The Producer Offset for Australian live action children’s drama should be raised to 40 per cent and all platforms including streaming services be mandated to produce or co-fund children’s content, according to the Media Entertainment and Arts Alliance.
The MEAA advocates additional funding for the ABC as the central children’s TV content production house and transmitter, while reducing the commercial television C and P quotas in proportion to the ABC’s increased production levels.
In its submission to the Federal Government’s options paper, the union representing 8,000 performers and crew supports the retention of quotas for Australian drama programs and documentaries for commercial television and extending these quotas to ABC, SBS and NITV.
While the union acknowledges the broadcasters’ TV advertising revenues have taken a hit, that has been partially offset by their booming BVOD revenues. “The commercial television sector is resilient, adaptive and combative,” it says.

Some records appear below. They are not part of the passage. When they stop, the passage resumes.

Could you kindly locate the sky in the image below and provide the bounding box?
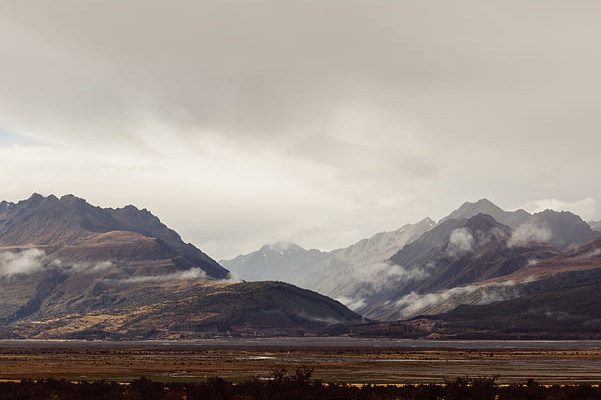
[1,1,601,260]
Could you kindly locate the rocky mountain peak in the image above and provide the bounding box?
[0,193,229,279]
[261,242,305,253]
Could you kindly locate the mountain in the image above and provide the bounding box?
[439,198,530,228]
[422,250,601,340]
[220,198,601,325]
[220,218,436,311]
[2,280,364,339]
[0,194,363,338]
[527,209,601,250]
[352,238,601,339]
[356,214,560,320]
[0,193,228,279]
[220,242,329,282]
[590,220,601,231]
[439,199,600,250]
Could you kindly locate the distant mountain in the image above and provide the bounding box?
[221,218,436,311]
[422,242,601,339]
[358,214,560,320]
[527,210,601,250]
[439,199,600,250]
[352,239,601,339]
[293,218,436,304]
[439,198,530,229]
[220,242,329,282]
[220,198,601,325]
[589,220,601,231]
[0,194,362,338]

In common with Screen Producers Australia (SPA) and most other stakeholders, the MEAA calls for streaming services to be required to invest at least 10 per cent of their revenues in Australian programs and that a fixed portion of each streaming service’s catalogue be Australian content.

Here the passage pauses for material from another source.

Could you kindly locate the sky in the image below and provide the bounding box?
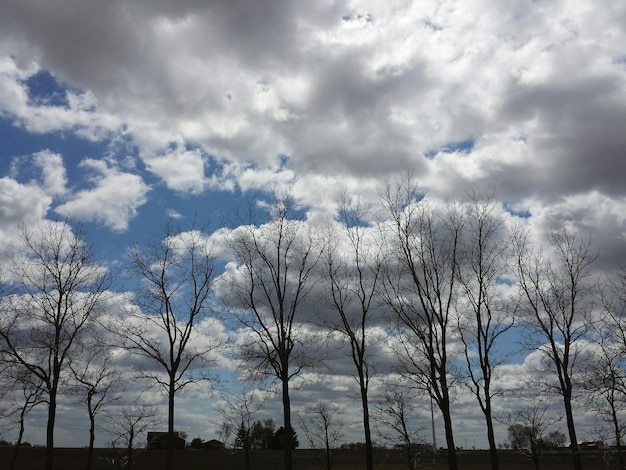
[1,0,626,451]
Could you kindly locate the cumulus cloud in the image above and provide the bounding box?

“It is well past time that our content rules were modernised to reflect contemporary viewing habits and consumption and to capture a portion of the budgets overseas entities like Netflix and Amazon expend on programs each year,” its submission says.
“It is plainly unsustainable that the part of the screen industry with the greatest capacity to pay bears no responsibility to producing and carrying Australian content, especially in an environment where these providers can now access government-funded Location and PDV Offsets.”
The union also backs SPA’s case to amend the definition of ‘first release’ so that content first aired in New Zealand cannot be classified as first release Australian content.
In a move which would not be welcomed by feature film and TV producers, it proposes a platform/format neutral 30 per cent Offset, and 40 per cent for children’s live action drama production and other Australian productions that have a majority of Australian creatives.
But it proposes lowering the existing spending threshold of $500,000 per hour for a range of production types to broaden access to the Offset and removing the 65 hour cap for TV series.
The union also wants to see the Location Offset raised to 30 per cent and for productions to be eligible for both the Location Offset and the 30 per cent PDV (Post Digital Visual Effects) Offset.